[JshWright]

I wish it was easier to decouple the passphrase for the key and the passcode to unlock the device...

They have _very_ different security properties. Offline brute forcing the unlock passcode is far harder (presumably it's stored in the encrypted fs), so a shorter code is fine. Offline brute forcing of the encryption key passphrase is much easier (as TFA explains), but I'm never going to use a 'good' passphrase there, as it would be far too annoying to have to type it every time I unlock the phone...

[ancientworldnow]

It requires root, but Cryptfs (available in the play store and f-droid) enables just such a feature. In fact, it's written by this blog post's author.

http://nelenkov.blogspot.com/2012/08/changing-androids-disk-...

https://play.google.com/store/apps/details?id=org.nick.crypt...

[JshWright]

> It requires root

And there's the problem... I'm trading one security improvement for a whole host of other issues...

[ancientworldnow]

That's a valid concern, though you can root, install and run the app, and then unroot. It's not a good solution, but it is a solution until Android L builds in the ability to use different passwords.

[icebraining]

Which issues?

[higherpurpose]

Google needs to solve that part of the problem. Apple has already solved it with TouchID.

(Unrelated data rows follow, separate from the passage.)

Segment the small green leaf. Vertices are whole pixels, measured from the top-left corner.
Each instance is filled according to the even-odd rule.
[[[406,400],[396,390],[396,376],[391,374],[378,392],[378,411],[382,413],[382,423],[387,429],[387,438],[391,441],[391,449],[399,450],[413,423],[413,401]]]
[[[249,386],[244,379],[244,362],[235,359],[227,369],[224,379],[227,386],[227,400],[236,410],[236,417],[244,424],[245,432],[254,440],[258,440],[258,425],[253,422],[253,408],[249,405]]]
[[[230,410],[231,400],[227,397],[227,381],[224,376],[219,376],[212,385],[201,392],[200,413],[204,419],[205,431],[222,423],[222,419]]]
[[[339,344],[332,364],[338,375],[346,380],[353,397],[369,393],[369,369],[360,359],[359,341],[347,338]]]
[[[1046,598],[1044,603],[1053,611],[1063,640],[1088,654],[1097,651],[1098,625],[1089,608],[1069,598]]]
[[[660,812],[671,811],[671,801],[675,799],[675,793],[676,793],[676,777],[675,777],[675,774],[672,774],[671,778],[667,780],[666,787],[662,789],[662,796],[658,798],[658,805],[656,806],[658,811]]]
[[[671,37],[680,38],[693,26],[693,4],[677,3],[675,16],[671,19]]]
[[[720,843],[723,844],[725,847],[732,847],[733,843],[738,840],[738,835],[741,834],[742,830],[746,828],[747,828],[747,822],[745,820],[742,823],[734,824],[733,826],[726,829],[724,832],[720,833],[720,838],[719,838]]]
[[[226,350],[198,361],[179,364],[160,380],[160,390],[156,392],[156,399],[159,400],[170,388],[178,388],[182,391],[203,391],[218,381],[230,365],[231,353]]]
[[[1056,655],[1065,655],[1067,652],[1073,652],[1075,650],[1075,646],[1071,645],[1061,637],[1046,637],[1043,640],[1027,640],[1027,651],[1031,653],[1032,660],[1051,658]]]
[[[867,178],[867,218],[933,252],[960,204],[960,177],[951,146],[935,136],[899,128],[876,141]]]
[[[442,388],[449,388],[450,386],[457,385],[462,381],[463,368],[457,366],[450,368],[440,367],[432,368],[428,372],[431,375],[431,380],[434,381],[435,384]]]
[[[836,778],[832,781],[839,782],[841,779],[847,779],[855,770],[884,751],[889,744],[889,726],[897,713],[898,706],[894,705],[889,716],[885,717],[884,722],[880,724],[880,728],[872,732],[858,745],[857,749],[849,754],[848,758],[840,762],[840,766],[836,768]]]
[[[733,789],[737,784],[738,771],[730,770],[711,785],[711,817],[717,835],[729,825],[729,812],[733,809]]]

Google needs to do the same and mandate all OEMs must certify for fingerprint scanning technology (that has a high-standard of accuracy and security, not the gimmicks HTC and Samsung have tried before), or at least incorporate the same kind of technology Nymi uses in all Android Wear watches, so you can unlock the phones with that. Google should either acquire or replicate what these guys are doing:

http://www.getnymi.com/

[dvhh]

TouchId does not replace the password, it is merely a shortcut for it, as far as the current implementation goes.

[jonknee]

Touch ID still requires you to type in your password after you boot the phone. Still quite handy, but not a password replacement by any means.

[comex]

I think the idea is that the password (which can be made complex if you don't have to enter it that often) is analogous to the "passphrase for the key", while Touch ID serves as the normal "passcode to unlock the device".